Forever Young: Dr James Stark featured in The Lancet
Exploring new histories of rejuvenation and anti-ageing in one of the world's leading medical journals.
Where do our modern ideas about anti-ageing come from? We have a tendency to think of commercial anti-ageing as a recent phenomenon, but it has a long history, stretching back well before the twentieth century. Dr James Stark has a new article published in the prestigious medical journal The Lancet which explores exactly this issue.
In his article, "The Age of Youth", Dr Stark traces the origins of modern electrotherapy to the eighteenth century and argues that some of the ideas and products which we might now think of as being "quack", such as the Overbeck Rejuvenator which first appeared in the 1920s, had much in common with mainstream medicine and biomedical science, providing a headache for the medical profession who struggled to denounce these devices.
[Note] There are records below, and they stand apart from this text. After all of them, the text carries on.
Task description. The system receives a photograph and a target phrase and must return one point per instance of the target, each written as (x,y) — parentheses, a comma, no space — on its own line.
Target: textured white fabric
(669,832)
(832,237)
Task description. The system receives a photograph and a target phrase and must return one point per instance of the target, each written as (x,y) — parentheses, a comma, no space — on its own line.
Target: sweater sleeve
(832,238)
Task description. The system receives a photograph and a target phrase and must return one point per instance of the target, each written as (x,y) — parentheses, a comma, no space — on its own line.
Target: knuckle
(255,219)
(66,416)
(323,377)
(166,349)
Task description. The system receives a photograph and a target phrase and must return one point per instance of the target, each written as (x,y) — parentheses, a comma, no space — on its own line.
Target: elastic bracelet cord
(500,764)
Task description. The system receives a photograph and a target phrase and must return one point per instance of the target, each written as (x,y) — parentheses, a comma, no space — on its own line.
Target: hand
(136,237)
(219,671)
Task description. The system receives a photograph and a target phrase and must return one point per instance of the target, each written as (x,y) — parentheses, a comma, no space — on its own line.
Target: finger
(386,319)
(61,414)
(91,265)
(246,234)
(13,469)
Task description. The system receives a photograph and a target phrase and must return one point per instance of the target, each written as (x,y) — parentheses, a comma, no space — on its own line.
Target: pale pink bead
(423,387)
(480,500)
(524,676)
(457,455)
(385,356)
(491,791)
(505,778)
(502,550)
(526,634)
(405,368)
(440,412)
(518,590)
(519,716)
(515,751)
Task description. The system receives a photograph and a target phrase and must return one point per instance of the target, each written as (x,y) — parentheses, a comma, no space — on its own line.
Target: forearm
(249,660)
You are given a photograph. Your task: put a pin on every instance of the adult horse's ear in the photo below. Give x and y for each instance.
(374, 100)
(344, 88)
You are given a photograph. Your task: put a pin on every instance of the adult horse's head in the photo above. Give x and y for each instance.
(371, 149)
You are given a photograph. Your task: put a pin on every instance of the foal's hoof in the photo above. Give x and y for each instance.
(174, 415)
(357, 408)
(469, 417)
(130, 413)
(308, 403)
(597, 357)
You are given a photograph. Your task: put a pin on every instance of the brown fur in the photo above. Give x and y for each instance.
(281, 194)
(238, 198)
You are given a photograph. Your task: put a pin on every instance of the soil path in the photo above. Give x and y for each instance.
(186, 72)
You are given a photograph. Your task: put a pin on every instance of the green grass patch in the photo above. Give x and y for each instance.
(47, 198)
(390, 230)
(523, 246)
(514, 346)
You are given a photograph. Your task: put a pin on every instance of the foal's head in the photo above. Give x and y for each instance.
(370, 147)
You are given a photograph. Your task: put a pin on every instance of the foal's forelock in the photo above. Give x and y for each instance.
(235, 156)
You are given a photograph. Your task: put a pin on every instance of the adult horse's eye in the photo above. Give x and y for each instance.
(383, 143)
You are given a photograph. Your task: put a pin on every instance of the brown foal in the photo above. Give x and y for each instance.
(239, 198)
As part of his new AHRC Fellowship project, Endless Possibilities of Rejuvenation, Dr Stark is examining how the interwar period in Britain saw the popularisation of a huge range of strategies for slowing, stopping or even reversing the ageing process. These treatments and products included everything from the latest fad diet or exercise trend to surgical procedures designed to boost the levels of testosterone in the body.
The overall project involves collaborations with our longstanding partners at the Thackray Medical Museum in Leeds as well as Boots and the National Trust. The Fellowship will run until September 2018 as Dr Stark works on a new book - The Age of Youth - which will reveal for the first time how modern anti-ageing and rejuvenation began in Britain.